Refere Jorge Machado-Dias, no seu blog Kuentro: «O 21º AmadoraBD’2010 apresentou este ano 18 exposições no Fórum Luís de Camões e mais cinco espalhadas pela cidade (que quase ninguém terá visitado). O projecto de arquitectura foi de Traços na Paisagem, Atelier das Artes, Estudos e Projectos, Lda. de Cascais. E não resisto, desde já a apontar duas tremendas “gralhas” deste projecto: a “Praça Central” do piso superior do Fórum – pela sua enormidade e inutilidade, sem sequer ter iluminação própria – e a chamada Praça Sul, do piso inferior, que supostamente deveria ser um espaço aberto aos stands e actividade comercial, mas que, mercê de uma dupla colunata envolvente e completamente inútil, escondia os stands e especialmente, as exíguas “portas” de acesso às lojas, das vistas dos visitantes. O cliente de qualquer projecto de arquitectura deve superintender a execução do mesmo e impedir estes erros de palmatória – os arquitectos (e sei bem do que falo), muitas vezes querem “fazer o bonito” esquecendo completamente o PRÁTICO.
O design gráfico de materiais de comunicação, sítio na internet, anúncio televisivo e para multibanco (que este ano nem existiu no Fórum Luís de Camões, note-se), foi de GBNT Lda., Gabinete de Design (Chiado, Lisboa).
Devo dizer que este ano não houve nenhum “flop” expositivo, como aconteceu em 2009. As exposições apresentaram, todas elas, grande qualidade, tanto cenograficamente – evitando-se alguma sobrecarga de cenários – como dos materiais expostos. Incluo mesmo a exposição Beyond Kawaii, colectiva dos alunos do departamento de Animé da Universidade Politécnica de Tóquio, que não continha qualquer efeito cenográfico, mas apresentou materiais com interesse».
Das 18 exposições exposições patentes no 21º Festival Internacional de Banda Desenhada, Jorge Machado-Dias, editor da pedranocharco e do “BDJornal”, tem vindo a publicar no seu blog Kuentro uma extensa reportagem fotográfica.
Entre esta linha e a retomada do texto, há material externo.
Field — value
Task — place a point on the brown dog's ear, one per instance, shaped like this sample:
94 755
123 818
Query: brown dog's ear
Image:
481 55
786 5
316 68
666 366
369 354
Da sua visão de “Beyond Kawaii, – 150º Aniversário das Relações Nipo-Portuguesas”, organizada em parceria com a Universidade Politécnica de Tóquio – Departamento de Anime (aliás a exposição também estava designada no Catálogo Geral como Colectiva Anime), de que foi comissária a professora Suyama escreve Machado-Dias no seu blog Kuentro: «Os portugueses chegaram ao Japão em 1543 (…) !!! Por isso, ninguém minimamente informado, entende esta referência ao 150º Aniversário das relações nipo-portuguesas, senão referindo-se ao 150º Aniversário da Assinatura do Tratado de Paz, Amizade e Comércio entre o Japão e Portugal de 1860 – o qual não aparece na referência à data –, e que não é bem a mesma coisa de relações nipo-portuguesas (essas existem há 467 anos) e isso deveria ser explicado a quem visitasse a exposição. Falhas como esta, nas referências históricas, condenam muitas vezes as intenções com que são feitas as coisas, por falta de rigor. O Comissariado do Amadora BD, precisa de dar mais atenção a detalhes deste tipo, para tornar credíveis as afirmações que ostenta nos placards de informação. “Portanto onde está “150º aniversário das relações nipo-portuguesas”, leia-se “150º da Assinatura do Tratado de Paz, Amizade e Comércio entre o Japão e Portugal”».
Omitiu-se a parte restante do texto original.